Undersecretary-General of the Presidency
- In office 11 March 2000 – 11 January 2002
- Preceded by: Carlos Carmona
- Succeeded by: Gonzalo Martner

Personal details
- Born: 22 January 1949 (age 77) Los Ángeles, Chile
- Party: Christian Democratic Party
- Children: Four
- Alma mater: University of Chile (BA); Karlsruhe Institute of Technology (MA) (PhD);
- Occupation: Politician
- Profession: Architect

= Eduardo Dockendorff =

Chilean minister

Eduardo Arturo Dockendorff Vallejos (born 22 January 1949) is a Chilean architect and politician who served as minister during Ricardo Lagos' government (2000–2006).

==Early life==
He completed his primary and secondary education at the German School of Los Ángeles in Los Ángeles, his hometown. He then studied architecture at the University of Chile, graduating with highest honors in 1976.

From 1979 to 1982, he pursued postgraduate studies at the Institute for Regional Science of the University of Karlsruhe in West Germany.
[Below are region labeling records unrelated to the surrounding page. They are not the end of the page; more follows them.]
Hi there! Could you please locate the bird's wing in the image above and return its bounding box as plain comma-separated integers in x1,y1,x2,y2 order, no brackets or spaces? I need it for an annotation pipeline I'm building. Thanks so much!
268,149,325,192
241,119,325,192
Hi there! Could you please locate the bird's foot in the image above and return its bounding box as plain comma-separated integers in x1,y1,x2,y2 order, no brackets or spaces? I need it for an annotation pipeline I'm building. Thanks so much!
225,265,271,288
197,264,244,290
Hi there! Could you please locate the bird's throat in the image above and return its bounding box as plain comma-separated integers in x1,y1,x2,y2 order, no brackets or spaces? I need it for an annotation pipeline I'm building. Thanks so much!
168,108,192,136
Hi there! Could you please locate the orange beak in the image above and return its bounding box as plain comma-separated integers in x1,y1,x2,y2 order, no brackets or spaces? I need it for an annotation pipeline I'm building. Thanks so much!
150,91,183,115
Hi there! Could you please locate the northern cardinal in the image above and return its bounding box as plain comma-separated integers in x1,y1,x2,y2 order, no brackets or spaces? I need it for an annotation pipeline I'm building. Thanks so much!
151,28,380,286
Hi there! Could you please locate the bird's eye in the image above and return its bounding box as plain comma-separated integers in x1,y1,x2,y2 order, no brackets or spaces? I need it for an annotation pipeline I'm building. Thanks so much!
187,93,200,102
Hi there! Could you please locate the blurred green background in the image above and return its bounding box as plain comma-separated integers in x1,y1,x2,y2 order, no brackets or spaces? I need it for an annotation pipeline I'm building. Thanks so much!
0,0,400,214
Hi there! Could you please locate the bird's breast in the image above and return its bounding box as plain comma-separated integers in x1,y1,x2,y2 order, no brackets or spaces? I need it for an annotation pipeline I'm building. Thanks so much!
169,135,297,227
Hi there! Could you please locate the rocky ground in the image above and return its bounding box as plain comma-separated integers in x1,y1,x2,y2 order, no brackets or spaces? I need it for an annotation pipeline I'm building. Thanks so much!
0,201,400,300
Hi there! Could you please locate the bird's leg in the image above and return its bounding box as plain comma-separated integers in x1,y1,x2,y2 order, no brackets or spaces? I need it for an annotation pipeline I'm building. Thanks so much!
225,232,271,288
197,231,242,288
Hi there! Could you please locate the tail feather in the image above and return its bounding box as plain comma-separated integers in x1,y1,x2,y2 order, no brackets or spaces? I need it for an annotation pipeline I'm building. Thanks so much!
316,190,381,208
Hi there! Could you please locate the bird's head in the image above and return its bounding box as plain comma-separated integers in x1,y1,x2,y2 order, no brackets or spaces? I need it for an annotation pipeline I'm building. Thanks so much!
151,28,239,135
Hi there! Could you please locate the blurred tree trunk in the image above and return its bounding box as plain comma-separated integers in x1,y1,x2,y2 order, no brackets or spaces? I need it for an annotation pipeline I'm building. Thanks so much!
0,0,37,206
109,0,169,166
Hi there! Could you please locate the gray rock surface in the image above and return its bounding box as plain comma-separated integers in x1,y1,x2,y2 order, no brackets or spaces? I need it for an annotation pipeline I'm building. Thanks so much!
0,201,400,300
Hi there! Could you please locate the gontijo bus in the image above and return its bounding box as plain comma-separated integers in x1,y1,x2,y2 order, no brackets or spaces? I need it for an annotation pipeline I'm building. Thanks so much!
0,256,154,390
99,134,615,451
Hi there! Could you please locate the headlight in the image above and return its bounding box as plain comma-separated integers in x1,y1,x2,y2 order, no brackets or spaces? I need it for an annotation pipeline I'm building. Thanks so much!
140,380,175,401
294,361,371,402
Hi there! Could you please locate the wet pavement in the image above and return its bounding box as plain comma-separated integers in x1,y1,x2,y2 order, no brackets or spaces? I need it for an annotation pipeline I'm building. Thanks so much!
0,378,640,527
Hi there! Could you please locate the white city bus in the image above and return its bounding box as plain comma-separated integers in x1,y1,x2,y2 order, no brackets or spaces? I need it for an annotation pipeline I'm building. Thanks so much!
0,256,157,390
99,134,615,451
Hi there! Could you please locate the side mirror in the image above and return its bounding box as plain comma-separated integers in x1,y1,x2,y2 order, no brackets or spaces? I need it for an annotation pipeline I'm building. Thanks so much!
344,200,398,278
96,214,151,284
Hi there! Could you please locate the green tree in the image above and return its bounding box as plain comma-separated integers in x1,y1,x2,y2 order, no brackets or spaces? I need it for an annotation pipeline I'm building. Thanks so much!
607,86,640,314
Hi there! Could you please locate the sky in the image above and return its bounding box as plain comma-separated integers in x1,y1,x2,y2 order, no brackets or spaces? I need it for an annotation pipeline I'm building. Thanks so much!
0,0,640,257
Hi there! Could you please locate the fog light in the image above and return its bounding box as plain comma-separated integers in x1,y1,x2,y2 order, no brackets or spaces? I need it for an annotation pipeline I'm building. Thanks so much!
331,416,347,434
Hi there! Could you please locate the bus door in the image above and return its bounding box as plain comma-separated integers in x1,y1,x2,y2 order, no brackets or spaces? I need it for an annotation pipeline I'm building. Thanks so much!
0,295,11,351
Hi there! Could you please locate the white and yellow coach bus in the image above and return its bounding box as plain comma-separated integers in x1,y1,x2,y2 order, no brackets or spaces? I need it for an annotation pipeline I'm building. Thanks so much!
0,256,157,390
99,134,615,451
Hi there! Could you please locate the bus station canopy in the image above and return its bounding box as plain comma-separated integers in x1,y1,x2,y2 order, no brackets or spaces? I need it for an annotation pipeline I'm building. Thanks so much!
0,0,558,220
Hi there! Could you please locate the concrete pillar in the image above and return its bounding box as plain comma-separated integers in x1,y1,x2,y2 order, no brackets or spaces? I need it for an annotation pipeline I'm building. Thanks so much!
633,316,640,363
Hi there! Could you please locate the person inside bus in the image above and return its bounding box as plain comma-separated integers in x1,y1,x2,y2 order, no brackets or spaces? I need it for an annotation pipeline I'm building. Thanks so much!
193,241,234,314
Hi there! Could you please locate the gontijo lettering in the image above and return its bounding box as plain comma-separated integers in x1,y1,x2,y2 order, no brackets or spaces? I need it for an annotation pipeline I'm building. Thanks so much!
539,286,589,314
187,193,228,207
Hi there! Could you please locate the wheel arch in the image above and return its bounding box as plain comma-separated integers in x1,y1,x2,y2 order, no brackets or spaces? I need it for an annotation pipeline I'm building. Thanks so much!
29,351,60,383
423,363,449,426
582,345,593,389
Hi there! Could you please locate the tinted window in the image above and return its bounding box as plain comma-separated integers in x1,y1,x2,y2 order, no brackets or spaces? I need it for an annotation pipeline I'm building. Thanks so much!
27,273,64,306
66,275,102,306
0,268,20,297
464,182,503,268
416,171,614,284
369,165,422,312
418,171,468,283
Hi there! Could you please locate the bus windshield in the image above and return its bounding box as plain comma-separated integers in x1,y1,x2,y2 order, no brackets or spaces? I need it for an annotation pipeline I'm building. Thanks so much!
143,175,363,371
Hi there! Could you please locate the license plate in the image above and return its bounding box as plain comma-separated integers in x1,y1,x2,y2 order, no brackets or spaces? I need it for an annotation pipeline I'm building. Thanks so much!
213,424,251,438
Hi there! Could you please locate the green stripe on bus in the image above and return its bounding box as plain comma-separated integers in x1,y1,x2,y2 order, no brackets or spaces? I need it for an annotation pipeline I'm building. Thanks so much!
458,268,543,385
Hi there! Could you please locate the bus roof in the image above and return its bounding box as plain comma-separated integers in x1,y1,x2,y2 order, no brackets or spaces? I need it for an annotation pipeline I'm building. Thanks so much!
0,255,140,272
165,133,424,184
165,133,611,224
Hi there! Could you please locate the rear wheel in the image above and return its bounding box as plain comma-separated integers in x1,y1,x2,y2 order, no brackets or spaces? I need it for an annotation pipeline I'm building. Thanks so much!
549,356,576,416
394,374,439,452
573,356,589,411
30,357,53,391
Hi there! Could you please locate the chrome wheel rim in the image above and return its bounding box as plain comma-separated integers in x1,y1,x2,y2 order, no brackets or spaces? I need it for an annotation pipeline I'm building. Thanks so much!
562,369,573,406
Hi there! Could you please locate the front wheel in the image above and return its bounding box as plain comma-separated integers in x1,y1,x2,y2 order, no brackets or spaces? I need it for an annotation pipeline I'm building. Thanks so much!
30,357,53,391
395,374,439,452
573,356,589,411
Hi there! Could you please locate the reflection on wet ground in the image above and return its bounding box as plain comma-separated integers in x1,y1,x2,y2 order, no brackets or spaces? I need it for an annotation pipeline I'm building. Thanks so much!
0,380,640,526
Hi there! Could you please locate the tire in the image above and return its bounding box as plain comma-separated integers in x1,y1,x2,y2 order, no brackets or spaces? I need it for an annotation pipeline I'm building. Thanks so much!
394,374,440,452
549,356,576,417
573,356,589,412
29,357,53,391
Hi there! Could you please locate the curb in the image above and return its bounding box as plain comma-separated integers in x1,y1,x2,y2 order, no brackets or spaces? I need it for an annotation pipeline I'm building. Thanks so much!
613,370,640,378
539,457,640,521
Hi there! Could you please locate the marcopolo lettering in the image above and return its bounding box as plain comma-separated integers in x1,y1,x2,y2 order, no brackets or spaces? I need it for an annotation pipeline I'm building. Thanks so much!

Based in Bonn from 1982 to 1989, he worked for German corporations and institutions (DSE and GTZ) dedicated to international development cooperation.

He began his professional career as a lecturer and academic administrator at the University of Chile (1972–1978). After returning to Chile in 1989, he served as director of the Centro de Estudios del Desarrollo (Center for Development Studies) while also working as a consultant for the German Agency for Technical Cooperation (GTZ) on projects throughout Latin America, in collaboration with other international organizations.

==Political career==
A member of the Christian Democratic Party, he served during the early years of the administration of Ricardo Lagos as Undersecretary General of the Presidency from 2000 to 2002.

In 2003, while engaged in consultancy work for international organizations, he was invited by Lagos to join the cabinet as Minister Secretary-General of the Presidency. He left office at the end of Lagos's presidential term in March 2006.

Later that year, he became principal adviser to the Valparaíso Heritage Protection and Urban Development Programme, a joint initiative of the Inter-American Development Bank (IDB) and the Government of Chile aimed at consolidating UNESCO's 2003 designation of Valparaíso as a World Heritage Site.

On 28 December 2008, upon concluding his work with the programme, he was elected vice-chairman of the board of Metro Regional de Valparaíso, a subsidiary of the Empresa de los Ferrocarriles del Estado (EFE), where he had already been serving as a board member.

In 2009, he became director of the Institute of Public Affairs at the University of Chile.

In April 2011, he joined the board of the Chilean chapter of Transparency International. In September of the same year, he assumed the presidency of Editorial Universitaria, a publishing company affiliated with the University of Chile.

He has belonged to several academic and public policy organizations, including the Corporación de Altos Estudios Sociales Foro Valparaíso, ProyectAmérica, Corporación Chile XXI, and the Chilean Society for Public Policy.

In 2014, aged 65, he retired from professional life and moved to a remote mountainous area in the commune of Alto Biobío, in southern Chile. There, he has devoted his time to studying and cultivating native forests, writing, reading from his extensive personal library, and playing the piano.